Now let $Q = \{ x \in M \mid x^2 \in P\}$. Then \begin{align} f^{−1}(Q) &= \{ u \in A^* \mid f(u) \in Q \} = \{ u \in A^* \mid f(u)^2 \in P \}\\ &= \{ u \in A^* \mid f(u^2) \in P \} = \{ u \in A^* \mid u^2 \in L \}\\ &= \sqrt{L} \end{align} Thus $\sqrt{L}$ is regular. This method actually shows that if $M$ recognizes $L$, then it also recognizes $\sqrt{L}$. This is useful to prove further properties: for instance if $L$ is star-free, so is $\sqrt{L}$.

References

[1] J.-É. Pin and J. Sakarovitch, Some operations and transductions that preserve rationality, in 6th GI Conference, Berlin, (1983), 277-288, LNCS 145, Springer.

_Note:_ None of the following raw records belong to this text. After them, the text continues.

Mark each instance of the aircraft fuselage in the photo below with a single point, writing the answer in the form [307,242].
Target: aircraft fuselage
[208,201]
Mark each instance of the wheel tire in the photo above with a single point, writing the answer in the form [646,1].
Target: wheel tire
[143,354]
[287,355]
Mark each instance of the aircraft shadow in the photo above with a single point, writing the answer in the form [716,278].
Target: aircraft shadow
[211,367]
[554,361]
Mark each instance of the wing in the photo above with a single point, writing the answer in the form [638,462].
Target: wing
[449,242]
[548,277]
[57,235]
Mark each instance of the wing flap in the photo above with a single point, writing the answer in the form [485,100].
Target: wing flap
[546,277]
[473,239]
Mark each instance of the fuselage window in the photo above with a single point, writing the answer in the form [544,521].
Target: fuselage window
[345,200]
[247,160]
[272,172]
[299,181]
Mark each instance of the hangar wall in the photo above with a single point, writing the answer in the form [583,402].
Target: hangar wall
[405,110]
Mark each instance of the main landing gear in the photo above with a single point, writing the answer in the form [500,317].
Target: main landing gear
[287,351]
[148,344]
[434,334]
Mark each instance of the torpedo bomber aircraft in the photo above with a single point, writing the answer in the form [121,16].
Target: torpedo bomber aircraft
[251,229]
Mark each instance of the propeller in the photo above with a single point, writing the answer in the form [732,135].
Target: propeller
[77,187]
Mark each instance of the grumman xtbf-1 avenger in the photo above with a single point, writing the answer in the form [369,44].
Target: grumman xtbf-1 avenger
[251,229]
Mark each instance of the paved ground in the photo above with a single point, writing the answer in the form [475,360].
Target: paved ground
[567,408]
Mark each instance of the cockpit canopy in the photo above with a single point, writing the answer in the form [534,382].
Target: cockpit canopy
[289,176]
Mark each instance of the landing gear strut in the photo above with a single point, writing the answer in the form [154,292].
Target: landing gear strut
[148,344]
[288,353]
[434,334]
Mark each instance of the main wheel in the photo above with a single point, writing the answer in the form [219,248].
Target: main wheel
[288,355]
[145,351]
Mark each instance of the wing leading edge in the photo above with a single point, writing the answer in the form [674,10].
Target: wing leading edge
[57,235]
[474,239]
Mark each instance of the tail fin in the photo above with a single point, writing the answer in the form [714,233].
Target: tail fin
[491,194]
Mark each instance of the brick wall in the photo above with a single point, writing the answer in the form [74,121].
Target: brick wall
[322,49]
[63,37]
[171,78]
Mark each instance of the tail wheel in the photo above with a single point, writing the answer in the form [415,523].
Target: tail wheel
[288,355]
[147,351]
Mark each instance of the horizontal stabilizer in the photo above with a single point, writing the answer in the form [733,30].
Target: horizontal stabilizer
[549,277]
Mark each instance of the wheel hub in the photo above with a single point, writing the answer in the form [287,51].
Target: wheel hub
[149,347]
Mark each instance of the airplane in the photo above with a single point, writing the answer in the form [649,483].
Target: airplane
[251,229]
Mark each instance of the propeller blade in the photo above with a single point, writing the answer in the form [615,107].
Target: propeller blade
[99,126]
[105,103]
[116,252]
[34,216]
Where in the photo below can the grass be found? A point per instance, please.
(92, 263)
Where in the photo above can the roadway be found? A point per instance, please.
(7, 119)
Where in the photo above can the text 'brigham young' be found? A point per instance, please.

[2] J.-É. Pin and J. Sakarovitch, Une application de la représentation matricielle des transductions, Theoret. Comp. Sci. 35 (1985), 271-293. (in French)

It is often simpler to construct a nondeterministic automaton than a deterministic one -- but having a deterministic automaton gives us more to work with. If we already know that the existence of an NFA or DFA are both equivalent to being regular, we can get the best of both worlds by assuming that we have a DFA $A_L$ for $L$, but just wanting to construct an NFA for $\sqrt L$.

The first thing our new automaton will do when it starts to read a string $w$ is to guess which state $A_L$ will be in after having read $w$ once. We can do this by having multiple parallel $\epsilon$ transitions out of an initial state, each leading to its own independent sub-automaton that recognizes "strings $w$ such that $w$ can move $A_L$ from the initial state to the guessed intermediate state, and $w$ can also move $A_L$ from the intermediate state to an accepting state.

The language each of these sub-automata must recognize is the intersection of two regular languages, so it has an automation we can use.

More concretely, the sub-automaton can have a state for each pair of states $(p,q)$ from $A_L$, simultaneously simulating two copies of $A_L$ recognizing the input string from different starting states. There are transitions $(p_1,q_1) \overset{a}\to (p_2,q_2)$ whenever $A_L$ has transtions $p_1\overset a\to p_2$ and $q_1\overset a\to q_2$, and $(p,q)$ accepts if $p$ is the guessed intermediate state and $q$ is accepting in $A_L$.